I frequently observe that overwatering or excessively wet soil are the causes of lavender dying. If you just follow the instructions in the article, you can not only save the lavender plant but also ensure that it will produce an abundance of flowers, essential oils, and aromatic compounds the following growing season.

FAQ

Will my lavender come back to life?

If they are grown in the right climate, lavender does come back after Winter. Unlike English lavender, which can withstand cold weather and re-grow in the spring, French and Spanish lavender are not cold hardy and may not recover after a cold Winter with freezing temperatures.

What to do if lavender is dying?

Overwatering is a typical issue that leads in root rot, which kills lavender plants. To rescue the plant, you must act fast if you suspect root rot. Pruning any impacted roots after removing the plant from the ground. Replant the lavender in a soil that drains properly after that.

How do you know when lavender is dying?

Lavender that has been overwatered may exhibit yellowing leaves, first on the bottom leaves. Dropping, a decaying smell, and obviously soggy soil are additional signs that a lavender plant needs to be watered less. Lavender that is not receiving enough water will droop, and the soil will feel entirely dry.

How do you revive a dying lavender plant?

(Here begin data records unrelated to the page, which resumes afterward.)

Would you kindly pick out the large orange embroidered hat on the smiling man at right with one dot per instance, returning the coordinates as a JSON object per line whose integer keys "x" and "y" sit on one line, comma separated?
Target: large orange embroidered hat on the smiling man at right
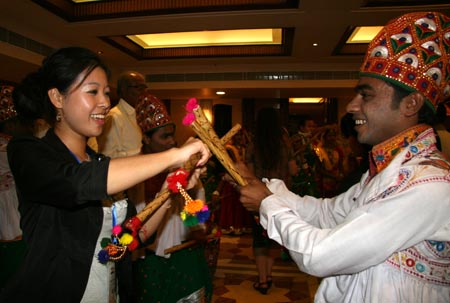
{"x": 413, "y": 51}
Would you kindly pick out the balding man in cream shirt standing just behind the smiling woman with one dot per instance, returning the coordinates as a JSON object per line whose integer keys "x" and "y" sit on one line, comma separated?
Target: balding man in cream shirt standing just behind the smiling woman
{"x": 121, "y": 135}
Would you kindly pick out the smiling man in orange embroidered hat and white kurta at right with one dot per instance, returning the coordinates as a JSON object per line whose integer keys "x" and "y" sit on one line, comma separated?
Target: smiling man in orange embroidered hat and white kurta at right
{"x": 387, "y": 238}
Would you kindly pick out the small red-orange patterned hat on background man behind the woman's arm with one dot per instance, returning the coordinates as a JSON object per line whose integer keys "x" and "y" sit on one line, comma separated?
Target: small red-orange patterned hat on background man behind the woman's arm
{"x": 151, "y": 113}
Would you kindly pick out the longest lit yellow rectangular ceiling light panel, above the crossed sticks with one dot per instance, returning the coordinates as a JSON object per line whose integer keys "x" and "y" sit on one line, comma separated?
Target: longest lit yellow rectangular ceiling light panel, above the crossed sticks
{"x": 267, "y": 36}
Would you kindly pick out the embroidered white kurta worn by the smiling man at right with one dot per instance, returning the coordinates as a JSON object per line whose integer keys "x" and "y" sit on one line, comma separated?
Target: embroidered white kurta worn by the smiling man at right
{"x": 356, "y": 239}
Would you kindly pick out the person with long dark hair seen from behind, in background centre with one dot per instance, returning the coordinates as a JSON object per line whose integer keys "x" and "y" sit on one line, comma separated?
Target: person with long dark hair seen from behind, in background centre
{"x": 267, "y": 160}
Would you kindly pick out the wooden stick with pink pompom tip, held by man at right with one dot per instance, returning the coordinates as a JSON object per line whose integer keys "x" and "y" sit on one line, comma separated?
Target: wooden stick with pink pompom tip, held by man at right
{"x": 197, "y": 120}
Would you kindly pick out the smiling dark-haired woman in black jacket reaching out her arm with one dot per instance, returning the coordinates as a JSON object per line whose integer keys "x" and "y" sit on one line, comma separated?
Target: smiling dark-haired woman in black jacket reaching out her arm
{"x": 61, "y": 182}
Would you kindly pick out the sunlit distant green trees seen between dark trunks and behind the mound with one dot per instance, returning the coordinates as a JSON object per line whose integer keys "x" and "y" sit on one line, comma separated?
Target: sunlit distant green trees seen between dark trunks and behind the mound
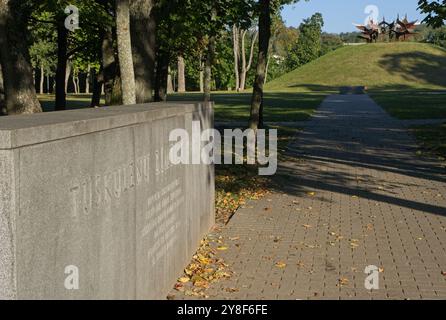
{"x": 235, "y": 57}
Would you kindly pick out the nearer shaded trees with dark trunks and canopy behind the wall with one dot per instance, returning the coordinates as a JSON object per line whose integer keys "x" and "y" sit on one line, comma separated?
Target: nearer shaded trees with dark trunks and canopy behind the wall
{"x": 127, "y": 46}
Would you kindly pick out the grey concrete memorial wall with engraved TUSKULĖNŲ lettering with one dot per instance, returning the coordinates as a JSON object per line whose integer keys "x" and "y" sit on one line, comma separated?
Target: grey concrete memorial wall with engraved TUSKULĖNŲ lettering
{"x": 92, "y": 208}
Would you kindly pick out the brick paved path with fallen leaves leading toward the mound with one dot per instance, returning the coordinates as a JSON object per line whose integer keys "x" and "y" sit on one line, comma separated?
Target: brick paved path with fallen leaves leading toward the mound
{"x": 355, "y": 196}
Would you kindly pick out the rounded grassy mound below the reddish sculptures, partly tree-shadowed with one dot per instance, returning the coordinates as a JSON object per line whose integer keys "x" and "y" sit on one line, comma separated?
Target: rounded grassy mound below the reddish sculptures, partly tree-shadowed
{"x": 383, "y": 66}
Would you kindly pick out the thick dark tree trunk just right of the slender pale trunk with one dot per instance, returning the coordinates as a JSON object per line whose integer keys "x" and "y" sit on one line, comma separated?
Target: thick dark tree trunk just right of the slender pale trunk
{"x": 143, "y": 31}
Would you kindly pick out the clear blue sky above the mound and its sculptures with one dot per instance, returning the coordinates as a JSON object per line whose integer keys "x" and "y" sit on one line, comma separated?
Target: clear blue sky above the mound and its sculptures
{"x": 340, "y": 14}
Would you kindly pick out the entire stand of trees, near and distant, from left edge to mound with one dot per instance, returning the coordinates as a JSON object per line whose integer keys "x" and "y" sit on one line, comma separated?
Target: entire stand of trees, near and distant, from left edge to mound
{"x": 131, "y": 51}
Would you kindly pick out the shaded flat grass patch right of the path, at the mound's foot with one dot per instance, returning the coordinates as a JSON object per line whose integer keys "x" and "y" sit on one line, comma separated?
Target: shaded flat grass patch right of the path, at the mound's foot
{"x": 414, "y": 104}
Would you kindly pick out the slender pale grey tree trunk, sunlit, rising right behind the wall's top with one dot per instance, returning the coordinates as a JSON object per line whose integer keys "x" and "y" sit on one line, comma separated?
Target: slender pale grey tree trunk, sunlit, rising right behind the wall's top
{"x": 125, "y": 52}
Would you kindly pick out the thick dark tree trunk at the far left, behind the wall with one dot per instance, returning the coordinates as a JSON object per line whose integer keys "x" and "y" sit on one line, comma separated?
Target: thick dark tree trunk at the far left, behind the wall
{"x": 18, "y": 84}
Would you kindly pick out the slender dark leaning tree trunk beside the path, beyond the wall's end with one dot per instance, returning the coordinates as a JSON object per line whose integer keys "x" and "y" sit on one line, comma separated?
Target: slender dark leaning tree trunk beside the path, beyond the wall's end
{"x": 256, "y": 118}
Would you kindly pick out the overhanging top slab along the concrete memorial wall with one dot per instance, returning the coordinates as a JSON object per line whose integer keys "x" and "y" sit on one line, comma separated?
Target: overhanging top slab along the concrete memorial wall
{"x": 25, "y": 130}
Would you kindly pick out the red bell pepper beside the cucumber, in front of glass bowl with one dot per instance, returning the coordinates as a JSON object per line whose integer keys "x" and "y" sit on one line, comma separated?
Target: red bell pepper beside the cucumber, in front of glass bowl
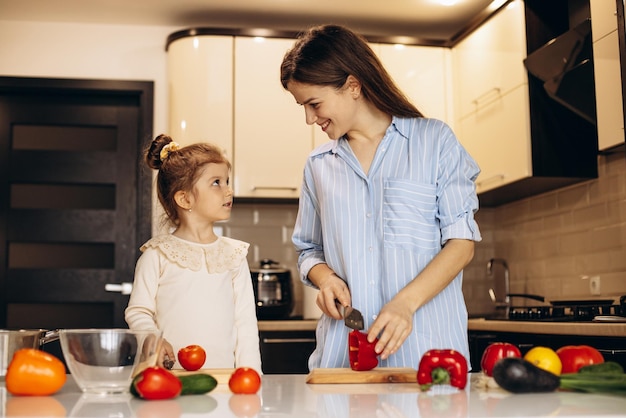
{"x": 156, "y": 383}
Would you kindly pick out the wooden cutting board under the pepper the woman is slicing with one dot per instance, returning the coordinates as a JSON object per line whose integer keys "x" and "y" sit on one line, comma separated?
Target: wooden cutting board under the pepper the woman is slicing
{"x": 377, "y": 375}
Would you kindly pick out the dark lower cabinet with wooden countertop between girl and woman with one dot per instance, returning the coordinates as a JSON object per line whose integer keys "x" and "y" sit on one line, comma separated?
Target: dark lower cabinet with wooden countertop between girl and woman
{"x": 286, "y": 345}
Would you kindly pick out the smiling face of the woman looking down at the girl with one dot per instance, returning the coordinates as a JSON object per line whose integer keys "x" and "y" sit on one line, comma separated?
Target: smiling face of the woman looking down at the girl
{"x": 333, "y": 110}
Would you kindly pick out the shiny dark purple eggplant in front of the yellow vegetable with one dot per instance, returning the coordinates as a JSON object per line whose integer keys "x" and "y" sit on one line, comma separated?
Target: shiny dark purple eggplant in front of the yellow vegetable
{"x": 520, "y": 376}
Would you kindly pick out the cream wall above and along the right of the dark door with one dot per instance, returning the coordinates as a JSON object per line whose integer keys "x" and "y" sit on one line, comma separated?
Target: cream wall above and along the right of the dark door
{"x": 66, "y": 50}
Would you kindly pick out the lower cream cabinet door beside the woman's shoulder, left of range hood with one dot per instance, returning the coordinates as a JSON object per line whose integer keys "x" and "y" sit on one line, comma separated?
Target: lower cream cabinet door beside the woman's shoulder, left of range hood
{"x": 498, "y": 138}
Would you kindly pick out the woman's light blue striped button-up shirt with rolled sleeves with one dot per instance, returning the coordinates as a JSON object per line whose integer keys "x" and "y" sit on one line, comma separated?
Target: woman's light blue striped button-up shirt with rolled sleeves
{"x": 378, "y": 231}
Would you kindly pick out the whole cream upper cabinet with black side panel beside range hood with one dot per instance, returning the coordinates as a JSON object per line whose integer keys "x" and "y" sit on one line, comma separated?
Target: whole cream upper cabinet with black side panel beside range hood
{"x": 524, "y": 141}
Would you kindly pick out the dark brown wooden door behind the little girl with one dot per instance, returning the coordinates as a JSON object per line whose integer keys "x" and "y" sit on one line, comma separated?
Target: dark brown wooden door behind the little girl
{"x": 75, "y": 199}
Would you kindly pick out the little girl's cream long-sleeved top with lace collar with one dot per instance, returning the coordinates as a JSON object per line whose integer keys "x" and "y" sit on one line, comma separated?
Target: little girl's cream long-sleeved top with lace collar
{"x": 198, "y": 294}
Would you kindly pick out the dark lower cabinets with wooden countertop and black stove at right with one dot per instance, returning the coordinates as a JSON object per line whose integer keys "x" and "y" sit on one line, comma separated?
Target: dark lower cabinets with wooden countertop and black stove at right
{"x": 600, "y": 323}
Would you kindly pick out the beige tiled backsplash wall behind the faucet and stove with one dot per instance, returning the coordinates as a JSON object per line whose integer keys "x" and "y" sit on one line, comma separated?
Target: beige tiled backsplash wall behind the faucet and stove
{"x": 554, "y": 241}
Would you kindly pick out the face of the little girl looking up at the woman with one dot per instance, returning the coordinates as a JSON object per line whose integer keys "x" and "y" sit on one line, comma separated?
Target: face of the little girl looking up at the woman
{"x": 212, "y": 197}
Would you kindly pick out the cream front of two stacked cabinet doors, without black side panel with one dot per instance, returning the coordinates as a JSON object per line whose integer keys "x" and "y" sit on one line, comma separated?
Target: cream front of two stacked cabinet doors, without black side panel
{"x": 492, "y": 99}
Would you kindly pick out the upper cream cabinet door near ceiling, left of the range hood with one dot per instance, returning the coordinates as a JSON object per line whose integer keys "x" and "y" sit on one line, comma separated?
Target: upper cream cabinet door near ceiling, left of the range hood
{"x": 489, "y": 62}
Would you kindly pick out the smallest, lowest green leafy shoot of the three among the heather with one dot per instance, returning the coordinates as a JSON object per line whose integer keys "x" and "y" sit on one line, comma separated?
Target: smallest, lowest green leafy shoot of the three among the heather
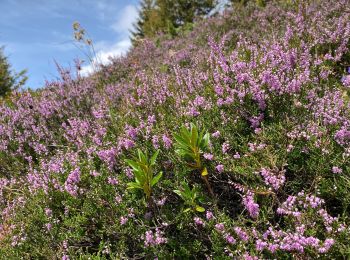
{"x": 191, "y": 197}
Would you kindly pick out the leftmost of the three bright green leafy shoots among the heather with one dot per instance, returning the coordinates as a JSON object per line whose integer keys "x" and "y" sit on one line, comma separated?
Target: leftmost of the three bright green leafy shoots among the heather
{"x": 142, "y": 167}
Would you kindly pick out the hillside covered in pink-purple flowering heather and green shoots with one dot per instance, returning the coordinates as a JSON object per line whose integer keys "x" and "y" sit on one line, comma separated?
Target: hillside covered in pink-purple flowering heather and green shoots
{"x": 270, "y": 88}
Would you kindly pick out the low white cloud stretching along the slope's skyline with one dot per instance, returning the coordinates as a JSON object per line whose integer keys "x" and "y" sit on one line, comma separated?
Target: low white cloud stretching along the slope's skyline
{"x": 104, "y": 53}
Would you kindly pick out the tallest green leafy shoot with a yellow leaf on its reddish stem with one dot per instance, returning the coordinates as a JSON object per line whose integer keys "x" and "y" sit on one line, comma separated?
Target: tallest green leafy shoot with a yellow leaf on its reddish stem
{"x": 190, "y": 144}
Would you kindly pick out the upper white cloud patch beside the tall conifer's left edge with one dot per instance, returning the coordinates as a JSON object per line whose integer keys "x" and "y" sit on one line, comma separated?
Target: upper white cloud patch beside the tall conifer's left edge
{"x": 125, "y": 20}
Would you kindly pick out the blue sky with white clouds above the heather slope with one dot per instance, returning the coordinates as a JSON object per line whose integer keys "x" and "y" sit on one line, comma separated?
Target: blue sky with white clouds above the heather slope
{"x": 36, "y": 33}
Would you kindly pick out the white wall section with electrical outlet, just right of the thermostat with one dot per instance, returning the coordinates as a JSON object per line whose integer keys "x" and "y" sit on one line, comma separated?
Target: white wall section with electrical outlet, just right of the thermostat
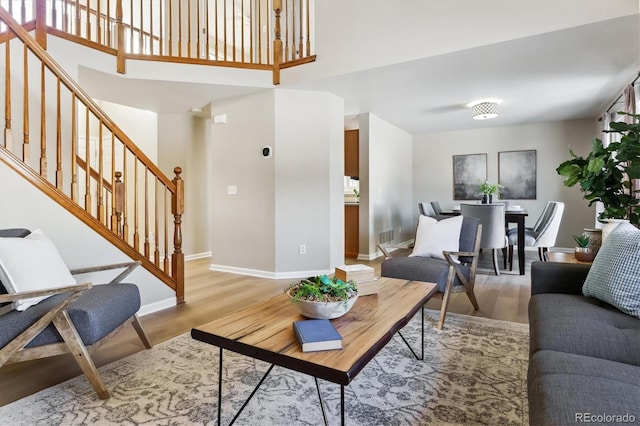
{"x": 309, "y": 160}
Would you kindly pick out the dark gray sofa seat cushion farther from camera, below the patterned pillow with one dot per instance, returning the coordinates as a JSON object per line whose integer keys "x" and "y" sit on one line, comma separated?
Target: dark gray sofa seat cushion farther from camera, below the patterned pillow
{"x": 584, "y": 326}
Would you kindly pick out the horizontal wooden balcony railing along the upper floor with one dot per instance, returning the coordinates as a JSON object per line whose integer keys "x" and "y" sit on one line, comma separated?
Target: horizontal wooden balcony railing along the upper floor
{"x": 256, "y": 34}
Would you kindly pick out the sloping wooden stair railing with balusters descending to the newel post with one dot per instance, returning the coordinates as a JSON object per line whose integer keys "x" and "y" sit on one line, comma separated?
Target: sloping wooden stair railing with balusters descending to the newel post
{"x": 96, "y": 171}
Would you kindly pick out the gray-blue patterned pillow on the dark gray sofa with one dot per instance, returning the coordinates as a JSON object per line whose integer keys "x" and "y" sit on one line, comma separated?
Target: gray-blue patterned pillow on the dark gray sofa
{"x": 614, "y": 276}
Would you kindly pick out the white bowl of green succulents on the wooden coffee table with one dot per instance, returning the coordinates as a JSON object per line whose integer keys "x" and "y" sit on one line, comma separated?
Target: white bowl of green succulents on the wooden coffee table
{"x": 322, "y": 296}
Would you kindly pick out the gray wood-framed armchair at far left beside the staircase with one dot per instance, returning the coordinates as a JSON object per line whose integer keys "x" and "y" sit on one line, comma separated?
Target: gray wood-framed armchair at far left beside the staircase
{"x": 71, "y": 319}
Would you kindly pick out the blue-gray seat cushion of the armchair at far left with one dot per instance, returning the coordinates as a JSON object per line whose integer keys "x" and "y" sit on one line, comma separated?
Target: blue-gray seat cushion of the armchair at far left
{"x": 95, "y": 314}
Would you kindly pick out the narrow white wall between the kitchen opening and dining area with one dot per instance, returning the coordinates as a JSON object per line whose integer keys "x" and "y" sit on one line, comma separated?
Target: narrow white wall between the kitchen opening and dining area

Lavender Revival Techniques. If root rot is thought to be present, remove the affected roots and replant the lavender in a soil that drains well. Make sure your lavender, whether it is in a pot or not, gets six to eight hours of sun each day. deep water, but don’t fill it until the top inch (2.5 cm.) Apr 13, 2022

How do I know if my lavender is dying?

Lavender that has been overwatered may exhibit yellowing leaves, first on the bottom leaves. Dropping, a decaying smell, and obviously soggy soil are additional signs that a lavender plant needs to be watered less. Lavender that is not receiving enough water will droop, and the soil will feel entirely dry.